Eagles Notes: Birds see lots to like in draft at receiver

Posted: February 22, 2014

INDIANAPOLIS - Longtime Steelers general manager Kevin Colbert called this year's draft the deepest he has ever seen, and while Eagles GM Howie Roseman stopped short of agreeing with his colleague, he said he did see the wide receiver class as "unique."

"When you look at this class and you compare it to classes the last few years, I think we'll be sitting there in every round and there's going to be a receiver we like," Roseman said Thursday at the NFL scouting combine.

Could that mean the Eagles will be sitting at the No. 22 spot in the first round with a receiver they like enough to take? While Clemson's Sammy Watkins is expected to go in the top 10, big receivers such as Mike Evans (6-foot-5, 225 pounds) and Kelvin Benjamin (6-5, 235) could still be on the board for the Birds in May's draft.

Southern Cal's Marqise Lee (6-0, 195) is smaller but no less talented, according to many scouts.

The Eagles first have decisions to make on free-agent wide receivers Jeremy Maclin and Riley Cooper, but Roseman said the draft will have little to do with filling needs as the team sticks to drafting the best available players with each pick.

The offensive line, particularly at tackle, is also considered a position of strength in the draft.

"There are certain position groups that are extremely strong, probably stronger than we've seen probably in the last decade," Roseman said. "And then I think there's other positions where you look at it and you feel like basically it's in line with the talent level of the last couple of years. It's all based on the guys you pick."

Roseman on Banner. The Eagles initially had no comment after the Browns announced last week that Joe Banner would step down as CEO, but Roseman responded when asked if he had any reaction to the former Eagles president's unceremonious end in Cleveland.

"You wish the best for him and his family," Roseman said. He was "a person that we had success with for a long time. An extremely smart guy, and we have no doubt based on his track record that he's going to continue to land on his feet. Talented guy."

Banner hired Roseman as an intern around 14 years ago and was one of his mentors as he rose through the ranks with the Eagles. Roseman was named GM in 2010, but after two seasons owner Jeffrey Lurie decided that he wanted to streamline the front-office operation, and Banner stepped down in June 2012.

Banner was hired by Jimmy Haslam in October of that year, but after almost 16 months, the Browns owner announced that Banner would be phased out of the operation by May.

Roseman had no comment when asked if the Eagles would consider bringing Banner back to the Eagles in some capacity.

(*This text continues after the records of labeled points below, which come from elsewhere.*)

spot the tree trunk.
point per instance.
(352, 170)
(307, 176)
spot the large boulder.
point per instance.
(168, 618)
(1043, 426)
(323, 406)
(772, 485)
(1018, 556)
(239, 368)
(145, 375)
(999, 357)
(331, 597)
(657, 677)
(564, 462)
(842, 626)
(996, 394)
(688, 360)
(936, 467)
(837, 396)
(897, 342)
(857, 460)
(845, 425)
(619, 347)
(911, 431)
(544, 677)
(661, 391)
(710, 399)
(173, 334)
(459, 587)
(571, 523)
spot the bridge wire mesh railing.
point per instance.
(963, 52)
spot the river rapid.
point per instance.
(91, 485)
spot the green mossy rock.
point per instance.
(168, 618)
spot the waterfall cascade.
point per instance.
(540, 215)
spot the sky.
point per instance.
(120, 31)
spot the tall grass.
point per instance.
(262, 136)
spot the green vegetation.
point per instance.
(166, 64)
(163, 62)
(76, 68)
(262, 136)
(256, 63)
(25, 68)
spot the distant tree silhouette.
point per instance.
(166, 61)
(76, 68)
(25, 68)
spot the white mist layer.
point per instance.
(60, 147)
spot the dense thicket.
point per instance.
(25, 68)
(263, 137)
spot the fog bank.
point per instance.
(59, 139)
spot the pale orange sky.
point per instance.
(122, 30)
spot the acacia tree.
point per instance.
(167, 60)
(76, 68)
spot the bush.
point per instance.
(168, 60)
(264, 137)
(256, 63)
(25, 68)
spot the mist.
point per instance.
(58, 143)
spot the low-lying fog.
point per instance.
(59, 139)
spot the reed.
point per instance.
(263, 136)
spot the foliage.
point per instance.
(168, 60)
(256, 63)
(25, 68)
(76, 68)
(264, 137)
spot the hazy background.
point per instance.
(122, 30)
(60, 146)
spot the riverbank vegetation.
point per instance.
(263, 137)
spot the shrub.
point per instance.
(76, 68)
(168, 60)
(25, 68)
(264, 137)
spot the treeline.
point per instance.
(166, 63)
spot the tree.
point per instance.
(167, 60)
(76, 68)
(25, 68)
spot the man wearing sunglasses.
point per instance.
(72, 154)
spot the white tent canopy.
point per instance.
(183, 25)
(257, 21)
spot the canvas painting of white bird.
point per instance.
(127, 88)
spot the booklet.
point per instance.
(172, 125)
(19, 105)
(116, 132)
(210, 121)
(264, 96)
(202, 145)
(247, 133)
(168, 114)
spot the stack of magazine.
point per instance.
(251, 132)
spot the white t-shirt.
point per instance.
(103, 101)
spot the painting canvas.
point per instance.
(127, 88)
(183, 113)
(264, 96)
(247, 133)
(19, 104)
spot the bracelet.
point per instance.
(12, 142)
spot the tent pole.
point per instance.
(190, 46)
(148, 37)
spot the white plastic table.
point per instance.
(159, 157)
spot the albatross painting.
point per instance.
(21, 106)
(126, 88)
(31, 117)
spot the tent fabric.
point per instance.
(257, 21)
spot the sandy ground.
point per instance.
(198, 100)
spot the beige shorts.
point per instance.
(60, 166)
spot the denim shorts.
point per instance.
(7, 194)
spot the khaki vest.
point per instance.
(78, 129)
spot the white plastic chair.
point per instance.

Kicker competition. The Eagles' search for competition is expected to include kicker. Alex Henery was uncontested for a roster spot last spring and summer, and he followed with his worst season in three years in Philadelphia. Henery made only 82.1 percent of his field-goal attempts, and also missed one of two kicks in the postseason.

"If there's an opportunity to get a guy with the right price and the right value and could add competition, we would do it at any time," Roseman said.

The Eagles could also bring in a rookie kicker. One of the top kickers in this class is Texas' Anthony Fera, who was born in Philadelphia and started his college career at Penn State before transferring after the NCAA levied sanctions against the Nittany Lions.

High on Logan. When Roseman was asked if the Eagles need to get bigger at nose tackle, he used the opportunity to tout Bennie Logan. The 2013 third-round pick started the final eight games last season at nose tackle even though his listed size of 6-2 and 309 pounds is not the prototype for the position.

"He has a frame that can easily withstand 320 pounds," Roseman said. "He's got 34-inch arms. He has really big hands. His wingspan is actually six inches bigger than his height."

Roseman said those measurements help offset the smaller size. He added that Logan is strong and athletic and has a bright future in Philadelphia.

Boykin to slot. It doesn't sound as if the Eagles will move Brandon Boykin to outside cornerback after he thrived as the nickel cornerback in 2013. Boykin is one of the team's top young players, although he played only 51 percent of the snaps.

If he played on the outside, Boykin could play almost every defensive snap. Roseman said most teams play three-receiver sets about 60 percent of the time, and that's the amount that Boykin would typically play.